North Dakota hasn't experienced any "political" problems over the deer hunter numbers because the nonresident numbers are restricted by statute. If those restrictions were to be lifted, we'd soon have as big a mess over deer hunting as we currently have over ducks and pheasants. I'm sorry you can't always draw a deer permit in North Dakota, and I hope you have a wonderful enjoyable hunt in Montana or Idaho.
There are a lot of folks working very hard to cloud the wildlife related issues in North Dakota. But the conflict is simply between the commercial hunting interests and the resident hunters. This isn't an east/west issue, this isn't a biological issue, this isn't a landowner/sportsmen issue, this isn't even a resident/nonresident issue. This is a conflict between the commercial hunting interests and the sportsmen. And yes, there is a lot of history in North Dakota, but this is the present and the future.
I don't care to argue with you, prairie hunter, as it can serve no positive purpose, but the hunter numbers you reported are not accurate. I spoke to the Game & Fish Dept just last week and obtained these numbers from them. The 2001 numbers are not yet compiled, so the best information is from 2000. In 2000 there were 34,443 resident small game licenses sold, and 34,401 nonresident small game licenses sold. As hunters must have that stamp to hunt either upland or waterfowl, those must be the maximum possible numbers. Those numbers most likely increased in 2001, but according to Game&Fish we have no data upon which we can base any 2001 numbers, and guesses don't count for much, no matter who's making them.
I am confident that I fully comprehend your earlier posts, and again, I must respectfully disagree with your statement that, "My main point is the guides will work the legislative session to maintain or grow their income." I agree with you that the commercial interests will be lobbying their brains silly and checkbooks flat, but I don't think that was really your main point. It seems to me your main point was that those interests had the money and power to prevail.
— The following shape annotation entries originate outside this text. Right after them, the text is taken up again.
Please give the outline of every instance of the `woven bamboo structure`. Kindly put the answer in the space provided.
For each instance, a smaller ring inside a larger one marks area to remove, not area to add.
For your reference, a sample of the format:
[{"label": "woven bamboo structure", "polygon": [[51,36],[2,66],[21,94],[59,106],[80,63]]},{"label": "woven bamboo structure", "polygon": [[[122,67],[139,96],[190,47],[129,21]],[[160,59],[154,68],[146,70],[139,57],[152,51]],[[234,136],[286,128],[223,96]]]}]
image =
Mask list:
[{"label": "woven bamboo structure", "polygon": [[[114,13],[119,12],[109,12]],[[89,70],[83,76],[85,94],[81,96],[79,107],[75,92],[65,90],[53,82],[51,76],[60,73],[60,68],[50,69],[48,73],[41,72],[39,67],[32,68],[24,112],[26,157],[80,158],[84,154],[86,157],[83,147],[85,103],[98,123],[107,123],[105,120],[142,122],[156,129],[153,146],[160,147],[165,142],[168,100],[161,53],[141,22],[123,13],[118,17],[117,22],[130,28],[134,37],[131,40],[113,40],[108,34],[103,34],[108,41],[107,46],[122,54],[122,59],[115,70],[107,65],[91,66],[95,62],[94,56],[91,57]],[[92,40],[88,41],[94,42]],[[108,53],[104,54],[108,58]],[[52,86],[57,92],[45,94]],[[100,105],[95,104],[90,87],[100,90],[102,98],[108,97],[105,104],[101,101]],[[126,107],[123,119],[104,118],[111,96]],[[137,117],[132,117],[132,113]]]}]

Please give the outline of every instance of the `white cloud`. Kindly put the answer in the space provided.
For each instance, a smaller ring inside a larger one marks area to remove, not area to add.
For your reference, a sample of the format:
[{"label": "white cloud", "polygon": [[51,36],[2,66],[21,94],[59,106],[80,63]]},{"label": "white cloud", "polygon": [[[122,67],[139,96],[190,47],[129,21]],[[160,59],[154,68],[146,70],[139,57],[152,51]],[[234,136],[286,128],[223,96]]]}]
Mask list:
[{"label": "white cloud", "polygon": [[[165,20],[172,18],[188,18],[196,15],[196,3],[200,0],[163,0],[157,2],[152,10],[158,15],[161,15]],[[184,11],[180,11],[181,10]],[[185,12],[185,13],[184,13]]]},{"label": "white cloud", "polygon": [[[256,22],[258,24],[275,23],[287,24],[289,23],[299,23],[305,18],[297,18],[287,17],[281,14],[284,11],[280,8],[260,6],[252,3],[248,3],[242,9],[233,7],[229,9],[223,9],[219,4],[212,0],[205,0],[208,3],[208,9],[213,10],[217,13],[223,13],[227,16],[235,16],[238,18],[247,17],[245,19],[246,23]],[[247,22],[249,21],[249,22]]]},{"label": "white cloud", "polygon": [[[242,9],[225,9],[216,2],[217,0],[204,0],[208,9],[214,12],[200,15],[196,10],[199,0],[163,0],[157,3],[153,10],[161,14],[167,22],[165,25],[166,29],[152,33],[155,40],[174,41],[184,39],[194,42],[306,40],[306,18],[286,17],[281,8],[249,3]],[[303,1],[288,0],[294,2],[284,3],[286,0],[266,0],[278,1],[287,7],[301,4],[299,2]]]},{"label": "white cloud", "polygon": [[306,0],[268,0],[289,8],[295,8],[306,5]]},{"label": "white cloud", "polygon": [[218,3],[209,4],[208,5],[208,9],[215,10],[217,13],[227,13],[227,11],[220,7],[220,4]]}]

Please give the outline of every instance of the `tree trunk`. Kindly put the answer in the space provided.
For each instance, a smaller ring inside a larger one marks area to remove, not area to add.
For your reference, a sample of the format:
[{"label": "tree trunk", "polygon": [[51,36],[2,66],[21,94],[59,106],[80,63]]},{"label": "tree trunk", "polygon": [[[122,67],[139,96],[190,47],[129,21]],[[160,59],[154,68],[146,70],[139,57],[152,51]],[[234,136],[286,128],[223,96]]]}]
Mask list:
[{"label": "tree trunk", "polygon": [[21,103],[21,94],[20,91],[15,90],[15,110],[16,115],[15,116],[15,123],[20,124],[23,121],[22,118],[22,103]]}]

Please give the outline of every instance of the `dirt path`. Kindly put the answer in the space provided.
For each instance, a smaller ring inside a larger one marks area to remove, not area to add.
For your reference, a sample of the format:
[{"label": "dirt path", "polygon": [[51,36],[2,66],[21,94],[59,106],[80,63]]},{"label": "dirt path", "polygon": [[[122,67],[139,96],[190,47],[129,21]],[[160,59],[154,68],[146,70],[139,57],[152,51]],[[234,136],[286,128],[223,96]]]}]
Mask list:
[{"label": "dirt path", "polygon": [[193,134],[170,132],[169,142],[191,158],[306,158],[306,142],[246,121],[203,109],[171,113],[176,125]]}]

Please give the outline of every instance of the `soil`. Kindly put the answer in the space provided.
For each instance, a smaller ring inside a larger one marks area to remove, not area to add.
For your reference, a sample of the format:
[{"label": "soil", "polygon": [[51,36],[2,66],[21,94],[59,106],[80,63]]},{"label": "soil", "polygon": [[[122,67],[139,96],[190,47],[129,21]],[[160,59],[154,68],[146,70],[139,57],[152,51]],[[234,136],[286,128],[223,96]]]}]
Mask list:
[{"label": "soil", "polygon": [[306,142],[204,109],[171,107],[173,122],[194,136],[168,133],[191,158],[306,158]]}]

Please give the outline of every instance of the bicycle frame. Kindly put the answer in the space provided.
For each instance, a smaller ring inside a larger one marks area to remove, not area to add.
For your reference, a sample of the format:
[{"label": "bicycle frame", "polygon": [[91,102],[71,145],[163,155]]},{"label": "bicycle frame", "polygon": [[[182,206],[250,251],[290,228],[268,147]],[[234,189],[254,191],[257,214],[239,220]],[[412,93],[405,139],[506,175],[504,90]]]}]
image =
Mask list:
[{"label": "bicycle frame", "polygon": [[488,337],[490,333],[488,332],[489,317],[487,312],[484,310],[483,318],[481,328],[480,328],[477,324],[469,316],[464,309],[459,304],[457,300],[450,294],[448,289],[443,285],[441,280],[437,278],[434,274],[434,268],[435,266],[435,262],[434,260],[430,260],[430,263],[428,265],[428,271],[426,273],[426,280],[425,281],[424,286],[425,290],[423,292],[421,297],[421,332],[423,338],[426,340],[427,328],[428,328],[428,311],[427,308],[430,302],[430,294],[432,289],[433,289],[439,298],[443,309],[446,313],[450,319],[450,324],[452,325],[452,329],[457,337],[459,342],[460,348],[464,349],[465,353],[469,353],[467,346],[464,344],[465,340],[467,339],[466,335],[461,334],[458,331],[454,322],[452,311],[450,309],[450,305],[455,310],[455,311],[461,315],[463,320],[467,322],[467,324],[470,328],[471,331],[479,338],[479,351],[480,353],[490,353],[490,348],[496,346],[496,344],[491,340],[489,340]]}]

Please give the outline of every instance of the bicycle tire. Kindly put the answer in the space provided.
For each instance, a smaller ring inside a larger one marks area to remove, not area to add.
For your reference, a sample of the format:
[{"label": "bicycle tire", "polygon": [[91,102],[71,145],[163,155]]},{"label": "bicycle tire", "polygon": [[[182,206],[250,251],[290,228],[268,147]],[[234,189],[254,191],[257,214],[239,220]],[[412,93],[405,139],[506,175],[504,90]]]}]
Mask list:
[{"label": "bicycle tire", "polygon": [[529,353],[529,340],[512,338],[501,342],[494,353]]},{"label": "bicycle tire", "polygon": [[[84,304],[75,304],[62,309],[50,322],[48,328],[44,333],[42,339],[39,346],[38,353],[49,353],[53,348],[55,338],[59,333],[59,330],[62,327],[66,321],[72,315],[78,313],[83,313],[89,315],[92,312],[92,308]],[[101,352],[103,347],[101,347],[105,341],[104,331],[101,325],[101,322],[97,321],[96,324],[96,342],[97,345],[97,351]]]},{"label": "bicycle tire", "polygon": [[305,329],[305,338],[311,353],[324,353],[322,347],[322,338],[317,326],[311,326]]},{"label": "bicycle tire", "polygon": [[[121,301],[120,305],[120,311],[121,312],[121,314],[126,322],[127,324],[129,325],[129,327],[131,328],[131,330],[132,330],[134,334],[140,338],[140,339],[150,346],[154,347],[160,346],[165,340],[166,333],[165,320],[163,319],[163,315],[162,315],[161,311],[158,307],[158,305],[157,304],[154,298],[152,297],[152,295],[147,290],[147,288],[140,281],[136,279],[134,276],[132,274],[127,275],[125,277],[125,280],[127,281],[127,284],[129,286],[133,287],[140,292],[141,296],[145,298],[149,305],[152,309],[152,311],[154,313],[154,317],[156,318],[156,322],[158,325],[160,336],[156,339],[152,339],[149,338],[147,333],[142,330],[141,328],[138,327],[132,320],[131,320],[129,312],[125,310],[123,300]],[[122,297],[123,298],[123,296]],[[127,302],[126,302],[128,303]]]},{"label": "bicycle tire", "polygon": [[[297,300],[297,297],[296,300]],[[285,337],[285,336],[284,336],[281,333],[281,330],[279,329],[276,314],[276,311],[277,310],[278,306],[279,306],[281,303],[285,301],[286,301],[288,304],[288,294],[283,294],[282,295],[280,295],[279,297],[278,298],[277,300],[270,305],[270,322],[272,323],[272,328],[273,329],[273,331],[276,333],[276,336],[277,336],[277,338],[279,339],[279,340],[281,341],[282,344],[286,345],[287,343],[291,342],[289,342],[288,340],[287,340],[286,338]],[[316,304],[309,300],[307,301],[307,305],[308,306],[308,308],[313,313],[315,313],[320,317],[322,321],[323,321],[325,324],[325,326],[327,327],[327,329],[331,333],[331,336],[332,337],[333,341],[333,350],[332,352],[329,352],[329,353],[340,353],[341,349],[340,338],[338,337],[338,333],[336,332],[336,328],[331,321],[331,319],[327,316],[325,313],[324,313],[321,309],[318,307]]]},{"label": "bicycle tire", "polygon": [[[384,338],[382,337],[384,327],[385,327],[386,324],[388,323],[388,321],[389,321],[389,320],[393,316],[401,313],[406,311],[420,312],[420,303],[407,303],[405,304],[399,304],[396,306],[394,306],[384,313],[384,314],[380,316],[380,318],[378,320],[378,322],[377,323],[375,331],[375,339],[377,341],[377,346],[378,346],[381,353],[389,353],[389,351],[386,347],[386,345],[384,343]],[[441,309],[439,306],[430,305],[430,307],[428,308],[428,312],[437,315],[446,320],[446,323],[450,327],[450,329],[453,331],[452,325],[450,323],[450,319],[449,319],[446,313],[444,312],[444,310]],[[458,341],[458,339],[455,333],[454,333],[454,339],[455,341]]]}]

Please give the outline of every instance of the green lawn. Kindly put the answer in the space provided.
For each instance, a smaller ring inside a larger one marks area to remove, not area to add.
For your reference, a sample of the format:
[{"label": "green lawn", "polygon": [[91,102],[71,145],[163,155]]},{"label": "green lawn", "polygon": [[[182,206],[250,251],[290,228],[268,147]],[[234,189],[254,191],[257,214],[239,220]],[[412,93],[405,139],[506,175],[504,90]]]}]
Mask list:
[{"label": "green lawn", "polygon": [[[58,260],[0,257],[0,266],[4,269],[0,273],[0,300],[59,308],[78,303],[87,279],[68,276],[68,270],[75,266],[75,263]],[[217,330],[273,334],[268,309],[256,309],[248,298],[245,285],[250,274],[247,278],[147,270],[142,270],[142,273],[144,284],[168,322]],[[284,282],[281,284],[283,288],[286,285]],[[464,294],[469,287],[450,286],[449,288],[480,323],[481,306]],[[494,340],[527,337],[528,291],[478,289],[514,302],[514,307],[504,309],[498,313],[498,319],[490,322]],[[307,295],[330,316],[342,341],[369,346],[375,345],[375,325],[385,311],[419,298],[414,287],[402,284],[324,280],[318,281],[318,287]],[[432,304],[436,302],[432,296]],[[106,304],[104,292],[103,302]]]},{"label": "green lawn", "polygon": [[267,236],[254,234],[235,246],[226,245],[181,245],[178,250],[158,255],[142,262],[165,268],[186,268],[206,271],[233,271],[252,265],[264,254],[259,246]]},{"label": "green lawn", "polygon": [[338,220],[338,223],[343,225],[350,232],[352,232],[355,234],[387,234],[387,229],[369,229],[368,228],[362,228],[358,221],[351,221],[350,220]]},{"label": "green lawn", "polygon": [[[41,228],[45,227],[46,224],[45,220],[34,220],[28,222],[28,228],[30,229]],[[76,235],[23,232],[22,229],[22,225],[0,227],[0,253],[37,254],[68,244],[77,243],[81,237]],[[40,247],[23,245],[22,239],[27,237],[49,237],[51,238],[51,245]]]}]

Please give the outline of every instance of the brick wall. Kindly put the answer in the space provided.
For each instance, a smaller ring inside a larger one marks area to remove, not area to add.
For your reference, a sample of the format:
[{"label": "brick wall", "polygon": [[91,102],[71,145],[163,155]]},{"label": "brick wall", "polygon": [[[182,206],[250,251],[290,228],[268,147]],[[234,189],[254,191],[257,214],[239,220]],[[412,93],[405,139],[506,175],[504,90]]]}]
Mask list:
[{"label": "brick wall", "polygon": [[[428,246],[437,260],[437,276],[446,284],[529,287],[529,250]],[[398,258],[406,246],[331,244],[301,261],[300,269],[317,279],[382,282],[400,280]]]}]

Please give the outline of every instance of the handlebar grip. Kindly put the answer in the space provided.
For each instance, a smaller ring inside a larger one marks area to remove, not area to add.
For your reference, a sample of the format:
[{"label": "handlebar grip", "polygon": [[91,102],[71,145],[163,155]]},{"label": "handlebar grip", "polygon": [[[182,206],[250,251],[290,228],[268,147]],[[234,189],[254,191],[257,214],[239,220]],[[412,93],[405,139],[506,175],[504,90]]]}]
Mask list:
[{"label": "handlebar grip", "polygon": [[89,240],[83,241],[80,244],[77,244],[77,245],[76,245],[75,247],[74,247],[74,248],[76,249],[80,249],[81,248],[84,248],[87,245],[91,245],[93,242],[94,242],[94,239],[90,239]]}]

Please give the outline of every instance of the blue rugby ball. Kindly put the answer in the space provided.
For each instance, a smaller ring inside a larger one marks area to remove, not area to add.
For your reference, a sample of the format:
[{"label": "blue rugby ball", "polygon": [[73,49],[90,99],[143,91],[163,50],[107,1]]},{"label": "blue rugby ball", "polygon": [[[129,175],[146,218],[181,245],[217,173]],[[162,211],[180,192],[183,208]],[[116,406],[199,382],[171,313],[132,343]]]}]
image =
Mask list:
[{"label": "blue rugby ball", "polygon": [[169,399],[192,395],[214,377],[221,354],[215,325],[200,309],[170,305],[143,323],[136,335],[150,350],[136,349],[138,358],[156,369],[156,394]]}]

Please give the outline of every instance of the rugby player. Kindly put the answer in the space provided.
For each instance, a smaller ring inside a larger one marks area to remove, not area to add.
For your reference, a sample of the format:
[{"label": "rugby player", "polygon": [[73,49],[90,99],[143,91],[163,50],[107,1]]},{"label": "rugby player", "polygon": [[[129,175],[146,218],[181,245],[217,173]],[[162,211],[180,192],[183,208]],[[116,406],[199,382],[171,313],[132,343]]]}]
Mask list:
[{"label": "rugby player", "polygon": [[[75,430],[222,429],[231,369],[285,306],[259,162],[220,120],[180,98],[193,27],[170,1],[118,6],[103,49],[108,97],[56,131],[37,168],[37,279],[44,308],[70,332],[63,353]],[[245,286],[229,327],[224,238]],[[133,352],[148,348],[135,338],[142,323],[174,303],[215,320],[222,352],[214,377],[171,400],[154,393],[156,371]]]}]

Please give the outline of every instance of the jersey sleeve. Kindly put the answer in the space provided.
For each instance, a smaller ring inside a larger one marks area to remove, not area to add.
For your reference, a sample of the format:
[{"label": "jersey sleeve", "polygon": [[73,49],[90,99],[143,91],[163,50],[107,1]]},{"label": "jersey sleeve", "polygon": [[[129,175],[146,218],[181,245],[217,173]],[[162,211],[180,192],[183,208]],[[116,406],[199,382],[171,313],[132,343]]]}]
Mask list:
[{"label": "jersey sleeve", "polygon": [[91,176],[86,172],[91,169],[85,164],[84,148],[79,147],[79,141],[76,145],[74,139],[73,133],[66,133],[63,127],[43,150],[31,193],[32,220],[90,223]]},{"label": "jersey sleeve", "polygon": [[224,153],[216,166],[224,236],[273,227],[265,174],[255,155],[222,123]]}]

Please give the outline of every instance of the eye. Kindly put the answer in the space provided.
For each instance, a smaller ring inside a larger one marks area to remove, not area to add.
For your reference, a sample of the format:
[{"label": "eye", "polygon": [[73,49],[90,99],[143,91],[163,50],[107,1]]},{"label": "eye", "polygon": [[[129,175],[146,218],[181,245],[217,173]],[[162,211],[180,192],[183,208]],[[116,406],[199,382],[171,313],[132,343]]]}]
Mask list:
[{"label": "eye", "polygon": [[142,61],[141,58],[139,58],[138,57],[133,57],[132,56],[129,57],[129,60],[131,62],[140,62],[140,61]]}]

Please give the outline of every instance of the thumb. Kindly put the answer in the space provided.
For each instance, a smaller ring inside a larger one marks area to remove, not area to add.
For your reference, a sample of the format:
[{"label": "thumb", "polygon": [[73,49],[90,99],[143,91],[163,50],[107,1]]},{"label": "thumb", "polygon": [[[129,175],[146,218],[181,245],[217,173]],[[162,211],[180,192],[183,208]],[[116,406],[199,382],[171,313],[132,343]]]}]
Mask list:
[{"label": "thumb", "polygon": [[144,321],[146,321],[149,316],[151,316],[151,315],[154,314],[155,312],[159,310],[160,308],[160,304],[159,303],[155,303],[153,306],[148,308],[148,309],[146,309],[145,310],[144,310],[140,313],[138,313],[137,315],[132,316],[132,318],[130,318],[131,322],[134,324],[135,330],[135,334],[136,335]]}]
I am sure you're wrong, and I can cite the strongest and most current illustration of my viewpoint: The Governor of the State of North Dakota just reversed his decision that had benefited the commercial interests! It sure seems logical that if the sportsmen of this state can convince the Governor to rescind a months old decision, then we sure ought to be able to convince our legislators to institute some regulations that will return some semblance of balance to the situations in this state.
prairie hunter, I do agree with your statement that, "you talk/write way too much", and I'm ashamed that I follow your lead and talk/write too much in response, so let me make just one more short comment in explanation of your post relating to hunting promotion in North Dakota. MONEY, MONEY, MONEY! Wildlife management for MONEY!
Lastly, prairie hunter, I would like to reiterate my position that I mean you no disrespect, only honest disagreement.
PS Where did you say you're from, "prairie hunter", I must have missed it.